Chuck called a bodily fluids timeout and sent Georgie to the sideline. He took a good long swallow of his Gatorade-and-vodka sports drink. That same thought—blood—tried to take form in his brain again, but he still could not put the thought into a complete sentence, or even a recognizable phrase.
There was something about the blood.
"Harold went ethical on you, Scotty. It happens."
"Not very often."
"Nope. But Harold's always had an ethical streak in him."
Dick Dorkin downed his drink. He and Scotty Raines were having drinks at the Capitol Club, the favorite watering hole for state politicos and judges and the lawyers who financed their careers.
"So is the boy taking the plea bargain or not?"
"He'll take it. Frank came in yesterday and got him all fired up to fight the charges, but I brought him back down to earth with my 'come to Jesus' speech. He'll plead."
"Come to Jesus?"
"If he doesn't plead, he's gonna come to Jesus."

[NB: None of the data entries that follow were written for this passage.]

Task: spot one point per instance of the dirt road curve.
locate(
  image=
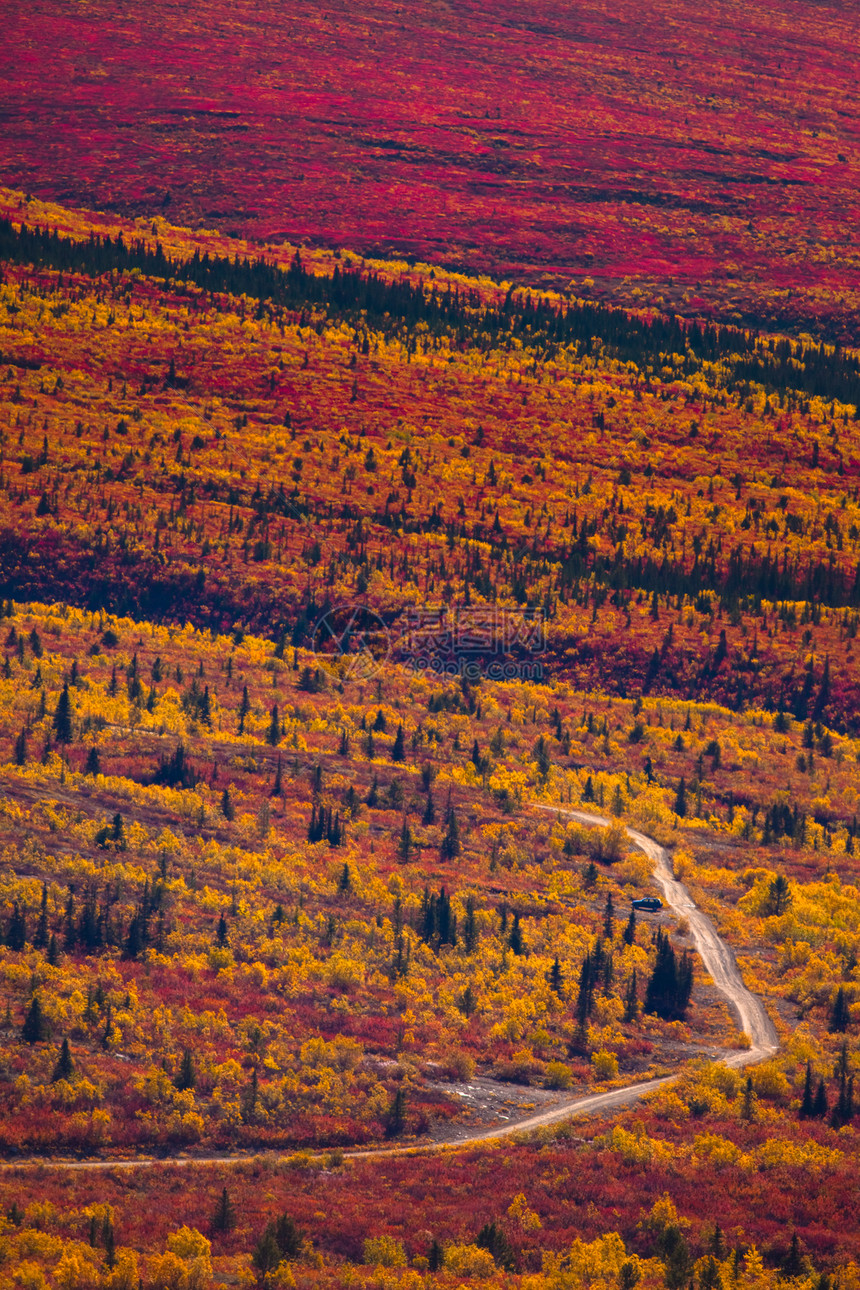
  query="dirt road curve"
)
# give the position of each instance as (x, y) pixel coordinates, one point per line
(716, 956)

Dick laughed. "Still, I'm not sure I wouldn't be happier if he didn't plead. I wanted that death sentence so bad I could smell his flesh
burning."
"A few drinks and you wax nostalgic, Dick. What do you want more—revenge on Frank Tucker or the Governor's Mansion?"

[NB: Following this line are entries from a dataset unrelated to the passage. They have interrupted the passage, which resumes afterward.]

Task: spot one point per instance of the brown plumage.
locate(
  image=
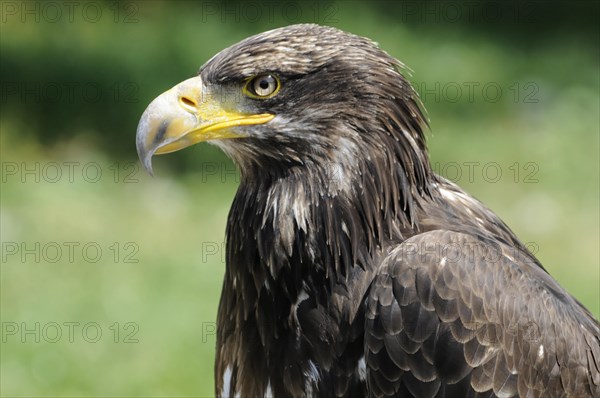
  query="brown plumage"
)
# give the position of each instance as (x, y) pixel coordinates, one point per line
(353, 269)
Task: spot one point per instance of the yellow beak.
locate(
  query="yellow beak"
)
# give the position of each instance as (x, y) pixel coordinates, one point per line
(184, 116)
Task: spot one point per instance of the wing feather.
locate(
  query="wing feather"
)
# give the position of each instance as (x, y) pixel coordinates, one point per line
(451, 314)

"It's a closer call than you might think."
"Jesus, Dick, this isn't personal. This is business."
"Maybe to you. But me, I'd like to stare at Frank Tucker while they empty that syringe into his boy's arm."
William Tucker's six-foot-five-inch, two-hundred-thirty-five-pound body lay curled up on the cold concrete floor of his cell. He wanted to die. He wanted to close his eyes and die. The tears poured out of his eyes and the snot out of his nose. His massive body shook uncontrollably. He was big, strong, and fast, but he never felt so small, so weak, and so slow in his life. He always knew where life was taking him; now he felt lost.
"Help me, God."
"Ain't no God in here," the gangbanger next door said in his soft whisper. "You in hell now, William Tucker."

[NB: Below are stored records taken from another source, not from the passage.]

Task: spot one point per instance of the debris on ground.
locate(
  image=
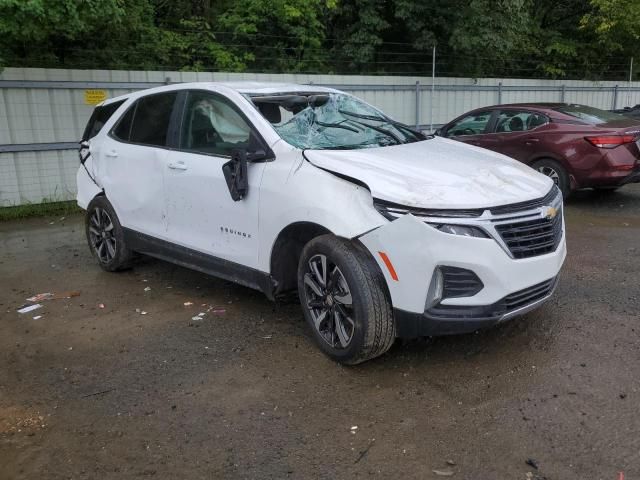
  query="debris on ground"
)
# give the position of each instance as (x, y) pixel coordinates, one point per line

If he went to trial and lost, he'd get the death penalty. If he pleaded out, he would always be a convicted killer.
"Please, God. Save me."
The gangbanger sighed. "Man, you got it bad, William. Think God gonna come down here and pluck your white ass outta this jail, 'cause you His special child, like your mama told you since the day you popped out between her legs. Think He gonna come down here and save you. Shit, man, God ain't got no time for that."
William cried harder.
"Mm, mm, mm. Big boy crying now. Wishing this ain't his destiny. Wishing God had gave him a better life, hadn't put him on this path from birth. I said them same prayers, I wished the same thing. All my life, I wish I had a better life. Some folks, they born into heaven. Us, we was born into hell."
William swiped snot from his face and said, "I estranged myself from my father."
"Uh-huh, my daddy a stranger to me, too. I always wonder, what if my mama had of married my daddy, made us a regular family like that Bill Cosby show on TV. Wonder if I would be in this cell today, if that happened? Maybe me and my daddy, we'd of throwed a football in the backyard and talked about being a man 'stead of a criminal. Maybe we'd of had a real home, sit around a table and eat food with my family, and everyone ain't saying 'fuck this' and 'fuck that' instead we be sayin' grace before eating instead of 'pass the fuckin' steak sauce,' you know what I mean? You know I ain't never done that in my whole life, eat food with my family, say grace at the dinner table. My homies in the gang, they was my family. We want something to eat, we go to fuckin' McD's, get a Big Mac and fries, the double order, drink malt liquor when I was eight years old. You ever wonder what that kind of childhood be like, to have Bill Cosby be your daddy?"